The initiative aims to establish a clear differentiation between jurisdictions by distinguishing between good and bad examples.
“We believe we are a very good example of a cross-border international finance centre, and that’s what I would like to get across with greater clarity to enhance our reputation and help more people in and out of Jersey.”
Cook answered the following questions put to him by International Adviser:
What is the image of Jersey you’re trying to counter?
“We’ve conducted research into the perception and the understanding of what we do, and we’ve found that within some elements of the media and also people who are not involved in international financial services, there is a much poorer understanding of what we stand for.
“Sometimes we are tagged with the ‘tax haven’ label, which is inaccurate and not borne out by evidence. So, both at home and abroad, we want to explain more clearly what it is that we provide and how we make sure that our jurisdiction isn’t misused for the kind of things that attract that label.

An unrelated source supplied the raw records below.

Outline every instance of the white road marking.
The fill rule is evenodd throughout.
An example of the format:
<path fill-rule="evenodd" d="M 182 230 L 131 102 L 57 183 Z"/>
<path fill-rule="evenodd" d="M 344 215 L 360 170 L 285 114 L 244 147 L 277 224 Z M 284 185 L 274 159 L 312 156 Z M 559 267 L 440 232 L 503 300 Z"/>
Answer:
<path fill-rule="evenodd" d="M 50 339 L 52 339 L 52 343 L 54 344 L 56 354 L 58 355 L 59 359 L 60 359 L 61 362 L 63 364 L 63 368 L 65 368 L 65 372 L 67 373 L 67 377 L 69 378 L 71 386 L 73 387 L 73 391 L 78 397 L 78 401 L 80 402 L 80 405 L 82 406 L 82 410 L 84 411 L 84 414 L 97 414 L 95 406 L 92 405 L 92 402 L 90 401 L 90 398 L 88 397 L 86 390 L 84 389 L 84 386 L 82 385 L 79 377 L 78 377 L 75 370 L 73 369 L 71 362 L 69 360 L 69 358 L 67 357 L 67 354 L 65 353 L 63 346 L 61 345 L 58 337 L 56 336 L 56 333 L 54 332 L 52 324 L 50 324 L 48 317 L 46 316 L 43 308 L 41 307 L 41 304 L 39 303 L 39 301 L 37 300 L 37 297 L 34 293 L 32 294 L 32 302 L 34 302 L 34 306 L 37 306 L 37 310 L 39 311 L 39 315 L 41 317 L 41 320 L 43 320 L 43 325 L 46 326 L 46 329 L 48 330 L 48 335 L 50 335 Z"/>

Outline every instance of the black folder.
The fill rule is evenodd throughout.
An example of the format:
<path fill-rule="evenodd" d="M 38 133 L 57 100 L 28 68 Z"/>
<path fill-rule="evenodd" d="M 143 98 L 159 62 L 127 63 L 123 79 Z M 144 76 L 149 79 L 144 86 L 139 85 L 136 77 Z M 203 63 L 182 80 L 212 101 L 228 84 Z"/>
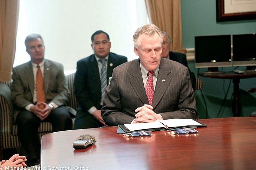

“They would be things like secrecy, lack of transparency, aiding and abetting people to commit financial crimes, including tax evasion. Jersey didn’t do any of those things and it is strongly fenced to ensure that we’re not used in that way. But we need to find a less technocratic and more straightforward way of explaining that to people who aren’t involved in cross-border financial services.
What steps are you effectively taking with the campaign to improve people’s perception?
“It’s less of a campaign and more of a change in language, positioning and explanation that we will follow permanently in our communication. We want to get our message across in a different way by building a new narrative.
“We will do so by revamping our brochures, our website, at our events and at face to face promotions. We will liaise with the media and meet the people who have an interest in learning about what our jurisdiction does, which is building a brighter future, because by putting capital to work we contribute to creating jobs and growth, which benefits the citizens of the countries who receive our capital, creating wealth not just for the investor but for the constituencies and the people where the money is invested.
“We want to help people understand that we are a force for good and a benefit, and that we don’t engage in negative or suspect activity that they need worry about.
Why is Jersey’s financial industry viewed badly globally? What are the local people saying that prompted you to launch this campaign?
“There are kinds of cross-border financial centres that either through design or lack of attention or obstruction, are misused. The Panama Papers generated lots of news around that last year, and clearly, there are examples where cross-border finance is used in an inappropriate way – people create things like shell companies, hide their real ownership information, and invest money which has been acquired illegally.
“Part of our communication drive is to show there is a difference between centres. As an example we haven’t allowed shell companies to be formed in Jersey since 1989. For almost thirty years we haven’t permitted any kind of company to be formed here without knowing who the true owners are, and for us to be certain that they’ve come by their money legitimately.
“Most countries in the world don’t to that, most of our competitors finance centres don’t collect ultimate beneficial ownership information, so whilst they may not knowingly be supporting illicit activity, by not having absolute clarity about who owns these vehicles and where their money comes from, there is risk of financial crime being perpetrated.
“What we’re trying to do is to explain why Jersey is different from other centres and is not involved in that kind of activity.